Extensive real world testing has resulted in the undisputed champion of intercooler design for the 2.0T Audi A4.
Intercooler design consists of more than just finding the largest core that will fit on the front of the car.
Exposed frontal area, number of pressure charge rows, cooling fin count, and end tank geometry are some of the key parameters that need studying when embarking on an intercooler project.
As with most of our intercooler development, the use of sophisticated Computational Fluid Dynamics (CFD) software allowed us to study airflow and maximize our approach to lowering intake air temps even before we hit our chassis dynamometer. Our end tank went through no less than 14 design evolutions. By carefully choosing our cast aluminum end tank shape, along with the integration of a directional baffle, we were able to drop intake air temperatures a maximum 27 degrees F over stock, while also reducing restriction by half! Not only does that result in an additional 14 crank hp on a chipped car, it also means completely stable power under the hottest outside conditions, even when there is over 400hp under the hood with a big turbo kit.
Temperature drop, pressure drop, and overall core efficiency were logged and calculated through thorough dyno, street, and track testing, in all sorts of ambient conditions. View the Behind the Scenes tab for results.
This intercooler is simply massive in its abilities. Nothing else comes close.
Key product features:
- All aluminum construction, including tubing, for maximum heat transfer
- Retains unmodified front crashbar
- Bar and plate core construction
- Cast aluminum end tanks with inlet baffle
2.5 inch diameter mandrel bent aluminum tubing
- Stainless steel t-bolt clamps with heavy duty silicone couplers
- Replacement power steering cooler assembly
- Direct Bolt In, no modifications required for fitment
- Pressure checked assembly before leaving our factory
But don't take our word for it. European Car Magazine has stated, "...it's safe to conclude that a large intercooler upgrade like the AWE unit is a must-have for any 2.0T FSI owner who drives aggressively," and "...As hoped, the AWE intercooler saved a hefty amount of horsepower from vanishing into thin, hot air by limiting the IAT spike."
AWE Tuning B7 FMIC End Tank Design
Below is a screenshot from our Computational Fluid Dynamics (CFD) software demonstrating the clear superiority of our end tank design vs the more common box shaped end tank found on most aftermarket intercoolers.
While a box shaped end tank is much simpler to design and fabricate, the amount of turbulence created (show in red, orange, and yellow) results in very inefficient cooling and air flow through the core.
Our end tank design went through no less than 14 revisions while we maximized performance. Our end tank design is the key to why we can use such a large core without tremendous pressure restriction issues.
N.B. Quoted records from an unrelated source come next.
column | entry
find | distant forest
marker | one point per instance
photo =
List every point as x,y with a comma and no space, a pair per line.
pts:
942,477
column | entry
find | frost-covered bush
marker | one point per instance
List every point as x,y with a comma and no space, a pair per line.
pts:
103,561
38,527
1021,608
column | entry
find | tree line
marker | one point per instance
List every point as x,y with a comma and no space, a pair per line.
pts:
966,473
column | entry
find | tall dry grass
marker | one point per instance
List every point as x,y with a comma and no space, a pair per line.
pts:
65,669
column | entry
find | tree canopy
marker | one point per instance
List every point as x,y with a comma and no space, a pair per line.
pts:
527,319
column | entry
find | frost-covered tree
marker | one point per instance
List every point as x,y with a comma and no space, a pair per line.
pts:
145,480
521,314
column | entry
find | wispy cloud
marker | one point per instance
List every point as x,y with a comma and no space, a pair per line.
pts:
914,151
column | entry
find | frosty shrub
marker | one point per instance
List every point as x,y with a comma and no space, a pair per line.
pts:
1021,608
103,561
Our pressure drop is half of what the dual side mount system provides, while also providing nearly a 30F degree temperature drop vs stock.
AWE Tuning B7 A4 FMIC Testing
Data was collected on our Mustang MD-AWD-500-SE AWD dynamometer, on the street, and on various race tracks, using dual Omega DPi temperature meters outputting to the dyno's integrated data acquisition, and via a portable lab grade datalogger. Several runs were made recording temperatures and pressures before and after the stock and AWE Tuning intercooler assemblies and then averaged, with graphs of the changes shown below. All tests were done on our in house 2006 A4 2.0T quattro S-Line with our exhaust and G.I.A.C. chip installed. 93 octane fuel was used for all tests.
Below: Temperature drop is the measurement of how much heat the intercooler is able to remove from the intake air. The higher the temperature drop, the denser the air charge, resulting in more power and less tendency for detonation in the cylinders. Our design was able to hold intake air temperatures at redline to almost the same level as at 2500rpms, while the stock dual intercooler design allowed temperature to climb with rpms.
Below: Large intercoolers can do well in reducing intake air temperatures, but they can also introduce a lot of restriction to the intake air. That restriction will result in power loss even with the improved temps. Too much intake flow restriction means the turbo cannot deliver as much boost to the engine. Our design not only excells in temperature drops, but also in how pressure restriction is minimized to levels less than the dual side mount stock configuration.
Below: Intercooler efficiency is a way to determine how well the intercooler is able to handle heat removal, and any rating of 80% efficient or above is outstanding. Our design at its least efficient is still 93% effective even on a G.I.A.C. chipped A4, whereas the stock design takes a nosedive to near 77% at redline on the same G.I.A.C. chipped car.
Below: Power test of our Front Mount Intercooler design vs stock. The stock turbo is running near its capacity when chipped, producing more heat than at stock boost levels. Installing our Front Mount Intercooler reduced heat tremendously, to produce a cooler, denser intake air charge, resulting in a very nice increase in power as the rpms rise (nearly 14 crank horsepower when converting from the dyno sheet wheel power measurement). Even more impressive results were seen with our prototype GT28 71R turbo kit on this car.